Search these two files, remove the user group and powers group, and leave only Administrators and system permissions. If there are other groups
Please remove all. This will prevent this Trojan list all the physical path of the site ...
The ASP program recently ran into an upload image, but if the Upload Image folder gave IIS executable script permission, then he uploaded. jpg
The picture is also able to perform ASP Trojan. Oh
The format of the upload is: xxx.asp;_200.jpg
Note that he is uploading in a. jpg format, but there is. asp in the middle, which can also execute scripts and should also be a bug for IIS.
Workaround:
One, can upload the directory to IIS does not allow the execution of script permissions.

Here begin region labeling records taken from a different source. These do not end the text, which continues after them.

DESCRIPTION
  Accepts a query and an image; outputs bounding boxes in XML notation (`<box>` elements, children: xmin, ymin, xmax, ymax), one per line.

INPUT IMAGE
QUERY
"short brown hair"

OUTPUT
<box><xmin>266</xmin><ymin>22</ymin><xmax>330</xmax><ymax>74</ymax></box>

Second, the use of other files with the protection of software to prevent *.asp;*.jpg write files.
Third, all directories are allowed to read, as long as the folder is written in IIS please change the script to none. If there is no friend of the server, it is transmitted
There's no way to do that, unless you can coordinate with the space trader to help you with these operations.
The ASP Trojan changed to the suffix name jpg file, uploaded to the website, and then through the Backup database method, restore JPG format for ASP trojan. thereby controlling the website. Usually if only upload jpg asp trojan, is not a destructive effect.
If you pay attention to the recent news, you will find that there is a loophole in the frequency of more photogenic. Yes, it is Microsoft's latest JPEG Image Vulnerability (ms04-028).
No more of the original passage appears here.